REPUBLIKA.CO.ID, JAKARTA -- mantan ketua DPR RI Ade Komarudin alias Akom menjalani pemeriksaan sebagai saksi tersangka Andi Agustinus alias Andi Narogong di Komisi Pemberantasan Korupsi (KPK). Dalam pemeriksaannya, Akom mengaku sudah menjelaskan bahwa dirinya tak pernah menerima aliran dana dugaan korupsi proyek e-KTP sebesar Rp 1 miliar.
"Pada saat persidangan kan teman-teman tahu, pada saat itu hakim ada yang tanya, kemudian jaksa juga, kemudian pak Irman menyampaikan keberatan terakhir. Saya sampaikan, saya juga punya kepentingan yang sama, ini kepentingan saya agar semua clear," jelas Akom di Gedung KPK, Kamis (13/7).
Ia pun menegaskan tidak ada yang berubah dari keterangannya kepada penyidik KPK seperti saat dirinya dipanggil untuk tersangka Irman dan Sugiharto.
"Sekarang kan tersangkanya Andi Narogong, pada waktu itu saya juga menyampaikan tak kenal Andi Narogong. Tadi sama, pertanyaan tak banyak berubah dan jawabannya juga seputar itu," ujarnya.
Selain itu, penyidik KPK juga menanyakan soal sosok Andi Narogong. Namun mantan Sekretaris Fraksi Golkar, saat proyek e-KTP ini tengah dibahas di DPR, mengaku sama sekali tak mengenal pengusaha yang sudah menjadi tersangka itu.
"Artinya saya nggak kenal Andi Narogong, dan Andi Narogong nggak kenal saya. Memang nggak kenal terus saya gimana? Masa saya bilang kenal," tegasnya.
Sejauh ini, terdakwa dalam kasus itu adalah mantan Direktur Jenderal Kependudukan dan Pencatatan Sipil (Dukcapil) Kementerian Dalam Negeri (Kemendagri) Irman dan Direktur Pengelolaan Informasi Administrasi Kependudukan (PIAK) Kemendagri Sugiharto. Irman sudah dituntut tujuh tahun penjara, sedangkan Sugiharto dituntut lima tahun penjara.
KPK juga telah menetapkan pengusaha Andi Agustinus alias Andi Narogong, mantan Anggota Komisi II DPR RI 2009-2014 Fraksi Partai Hanura Miryam S Haryani, dan anggota Komisi II DPR RI dari Fraksi Partai Golongan Karya Markus Nari sebagai tersangka dalam perkara tersebut.
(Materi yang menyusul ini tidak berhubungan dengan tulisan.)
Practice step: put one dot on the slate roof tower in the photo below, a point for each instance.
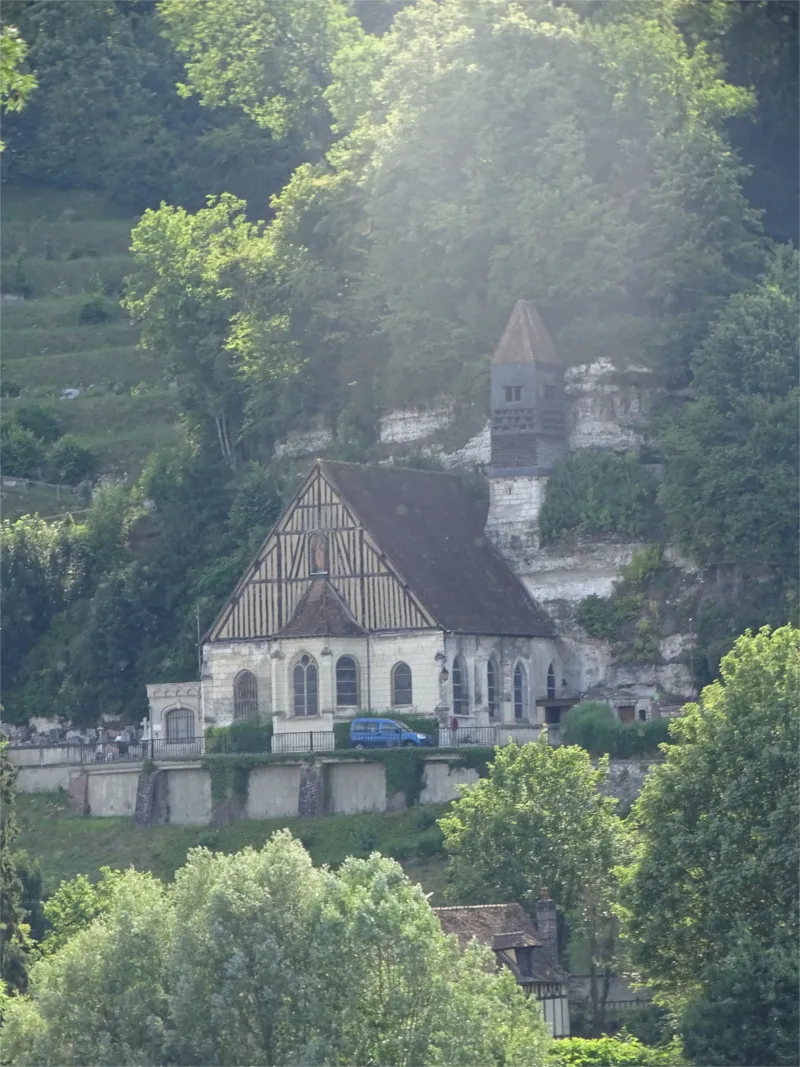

Andi disangkakan pasal 2 ayat (1) atas pasal 3 UU No 31 Tahun 1999 sebagaimana telah diubah dengan UU No 20 Tahun 2001 tentang Pemberantasan Korupsi jo pasal 55 ayat (1) ke-1 KUHP jo pasal 64 ayat (1) KUHP dengan ancaman pidana penjara maksimal 20 tahun denda paling banyak Rp1 miliar.
Miryam S Haryani hari ini didakwa melanggar pasal 22 juncto pasal 35 Undang-Undang Nomor 31 Tahun 1999 sebagaimana diubah dengan Undang-Undang Nomor 20 Tahun 2001 tentang pemberantasan tindak pidana korupsi.
Markus Nari disangkakan melanggar pasal 21 Undang-Undang Nomor 31 Tahun 1999 sebagaimana diubah dengan Undang-Undang Nomor 20 Tahun 2001 tentang Pemberantasan Tindak Pidana Korupsi.